Google's Auto-Diagnose: LLM Diagnoses Test Failures at 90% Accuracy

Slash Integration Test Debug Time with LLM Log Analysis

Integration tests at Google, which are 78% functional per a 239-developer survey, often fail with generic symptoms like timeouts while root causes hide in SUT component logs amid noise. Developers report 38.4% of failures take over an hour to diagnose (vs. 2.7% for unit tests), and 8.9% exceed a day—top complaint in a 6,059-developer EngSat survey. Auto-Diagnose triggers on failure via pub/sub, aggregates INFO+ logs across data centers/processes/threads, joins and sorts them by timestamp into one stream, adds component metadata, and feeds to Gemini 2.5 Flash (temperature=0.1, topp=0.8). This yields p50 latency of 56s and p90 of 346s, with 110k input/6k output tokens per run, letting devs act before context-switching.

Step-by-Step Prompting Ensures Reliable Root Causes

No fine-tuning needed—pure prompt engineering guides the LLM: scan sections, read context, locate failure, summarize errors, conclude only with evidence, and apply hard negatives like 'no conclusion if missing component logs.' Output post-processes to markdown with ==Conclusion== (root cause), ==Investigation Steps==, and ==Most Relevant Log Lines== (clickable links), auto-posted to Critique code reviews. Manual eval on 71 failures from 39 teams hit 90.14% root cause accuracy; failures exposed infra bugs like unsaved crash logs, fixed via feedback loop.

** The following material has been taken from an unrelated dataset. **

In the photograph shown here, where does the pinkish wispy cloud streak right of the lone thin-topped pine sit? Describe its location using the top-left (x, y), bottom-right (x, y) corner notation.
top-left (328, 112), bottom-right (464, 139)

Production Feedback Ranks It Top 3.8% of Tools

Deployed on 52,635 failing tests across 224,782 executions and 91,130 changes by 22,962 devs. Of 517 feedbacks from 437 devs, 84.3% were reviewer 'Please fix' requests; dev helpfulness 63%, 'Not helpful' just 5.8% (under 10% live threshold), #14 of 370 Critique tools (top 3.78%). Replicate by building similar pipelines: aggregate/sort logs, chain-of-thought prompt general LLMs, integrate with review tools for instant value.